Tuesday, November 29, 2011

Why occupy Sydney?


‘So, you think I am in favour of occupying Wall Street, do you? What makes you think that?’

I knew it was Jim as soon as he spoke, but it took me a moment to work out where his voice was coming from. When Jim wants to have a discussion with you, he seems to appear from nowhere and just start asking questions. I suppose he thinks that gives him some kind of advantage. It doesn’t work! Everyone I know just ignores his opening questions and goes through the usual preliminaries of saying hello and asking after his health while they compose a response.

Jim had obviously read a brief comment on my last post in which I had speculated that he might be in favour of occupying Wall Street, but not Sydney. I reminded Jim about our previous discussions about banking and limited liability. In our previous discussion about banking Jim had suggested that it was a scam for banks to promise to repay deposits on demand even though they knew that they would be unable to meet that promise if all depositors asked for their money at the same time. In our discussion about limited liability, Jim had suggested that it was wrong to allow owners of banks to gamble with borrowed money, secure in the knowledge that if their gambles do not pay off then the most they stand to lose is the value of their shares. I also mentioned that when banks have been declared by governments to be ‘too big to fail’, bankers have a strong incentive to take abnormal risks because they know that they will be bailed out by governments if they make large losses. I ended by telling Jim that I could picture him in Wall Street carrying a placard saying ‘Bankers are Wankers!’.

Jim seemed satisfied with my explanation, but when I had finished he asked: ‘So, doesn’t all that apply to Australia as well as the US? Don’t you think I should be in favour of occupying Sydney, too?’

I tried to explain that prudential regulation seems to have worked reasonably well in Australia, so there doesn’t seem to be much to protest about in terms of the way the financial system is working in this country.

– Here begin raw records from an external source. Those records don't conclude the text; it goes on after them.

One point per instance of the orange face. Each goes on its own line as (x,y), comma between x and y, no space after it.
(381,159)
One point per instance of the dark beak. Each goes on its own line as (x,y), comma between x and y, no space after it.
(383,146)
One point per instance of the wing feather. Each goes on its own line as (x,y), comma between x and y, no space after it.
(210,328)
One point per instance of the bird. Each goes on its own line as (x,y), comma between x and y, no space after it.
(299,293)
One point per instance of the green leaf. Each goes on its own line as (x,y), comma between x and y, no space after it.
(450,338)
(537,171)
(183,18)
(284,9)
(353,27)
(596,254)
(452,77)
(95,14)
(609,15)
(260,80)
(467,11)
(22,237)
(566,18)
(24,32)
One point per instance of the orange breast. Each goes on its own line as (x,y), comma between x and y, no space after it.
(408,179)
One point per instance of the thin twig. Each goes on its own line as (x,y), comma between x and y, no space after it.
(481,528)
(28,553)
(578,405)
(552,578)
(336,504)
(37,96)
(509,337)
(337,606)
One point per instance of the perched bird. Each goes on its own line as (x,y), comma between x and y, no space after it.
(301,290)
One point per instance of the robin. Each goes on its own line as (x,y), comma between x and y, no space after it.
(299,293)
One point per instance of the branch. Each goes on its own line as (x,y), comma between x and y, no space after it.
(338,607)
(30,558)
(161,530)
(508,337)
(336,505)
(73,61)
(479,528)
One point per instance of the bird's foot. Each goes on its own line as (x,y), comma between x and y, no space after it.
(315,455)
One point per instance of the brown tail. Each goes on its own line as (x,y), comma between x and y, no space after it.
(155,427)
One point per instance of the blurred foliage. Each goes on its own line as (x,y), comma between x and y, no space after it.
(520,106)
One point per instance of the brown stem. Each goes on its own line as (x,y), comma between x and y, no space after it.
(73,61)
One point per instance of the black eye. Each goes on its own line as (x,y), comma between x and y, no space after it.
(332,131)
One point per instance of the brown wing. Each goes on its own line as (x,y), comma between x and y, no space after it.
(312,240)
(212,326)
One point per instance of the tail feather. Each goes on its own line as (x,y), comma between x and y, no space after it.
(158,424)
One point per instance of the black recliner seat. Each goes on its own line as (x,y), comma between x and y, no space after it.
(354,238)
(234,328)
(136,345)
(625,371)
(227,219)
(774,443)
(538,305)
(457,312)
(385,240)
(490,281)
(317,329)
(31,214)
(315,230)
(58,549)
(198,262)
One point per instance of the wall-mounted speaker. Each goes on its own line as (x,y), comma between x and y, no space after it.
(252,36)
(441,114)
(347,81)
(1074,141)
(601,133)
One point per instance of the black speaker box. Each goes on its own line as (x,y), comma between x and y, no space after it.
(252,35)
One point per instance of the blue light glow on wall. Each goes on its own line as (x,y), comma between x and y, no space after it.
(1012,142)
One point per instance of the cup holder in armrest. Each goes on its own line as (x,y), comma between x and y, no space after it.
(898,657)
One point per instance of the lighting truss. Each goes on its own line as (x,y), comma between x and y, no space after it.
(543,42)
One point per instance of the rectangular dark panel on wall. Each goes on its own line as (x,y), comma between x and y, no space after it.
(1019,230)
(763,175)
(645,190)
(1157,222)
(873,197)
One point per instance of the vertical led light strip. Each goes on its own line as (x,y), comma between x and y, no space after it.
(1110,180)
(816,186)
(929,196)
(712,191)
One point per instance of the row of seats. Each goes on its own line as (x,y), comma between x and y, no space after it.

Jim’s response was quite robust and is not quotable verbatim. After deleting expletives I think the message he was giving me was that although I tell people that I am a libertarian, he thinks I am actually a neo-socialist because I am in favour of some prudential regulation of the finance sector. (Jim can call me a neo-socialist if he likes – it makes a change from being called a neo-liberal. My views on banking regulation are actually fairly close to those of Adam Smith, so I am in good company.) Jim ended his outburst by telling me that while I was entitled to my own views, I should refrain from misrepresenting his views.

‘Well, does that means you actually support the Occupy Sydney movement?’, I asked.

Jim didn’t respond for a long time. Eventually, he asked, ‘What are the Occupy Sydney people actually on about?’ I wasn’t sure, but I suggested that the main theme of the Occupy movement all over the world seemed to be the injustice of unequal distribution of wealth and power – particularly the idea that the top 1% of the population in many countries tend to benefit disproportionately from economic growth.

‘And who do you think is responsible for that?’ Jim said. ‘It is the 99% who are responsible for making the 1% wealthy. We make a few film stars fabulously wealthy by going to the movies that they star in. We make a few sporting heroes fabulously wealthy by watching the games they play and buying the products they endorse. The same system applies in the business world. The CEO of a successful company develops a reputation as a star performer just like film stars and sporting heroes. Successful companies are only successful because the 99% buy the goods they produce’.

‘So’, I said, ‘you don’t think there is anything to protest about?’
Jim said, ‘No, that’s not what I mean. The Occupy Movement should be protesting about celebrity culture and the vacuousness of consumerism. They should be poking fun at the idea that a good is worth buying just because it is popular and that entertainment is worth watching just because the performer is a star. They should be asking people whether they actually get pleasure by helping Kim Kardashian to become wealthier’.

I was left wondering why Jim was picking on Kim Kardashian. One possibility that crossed my mind is that she might have green hair. Jim doesn’t like green hair.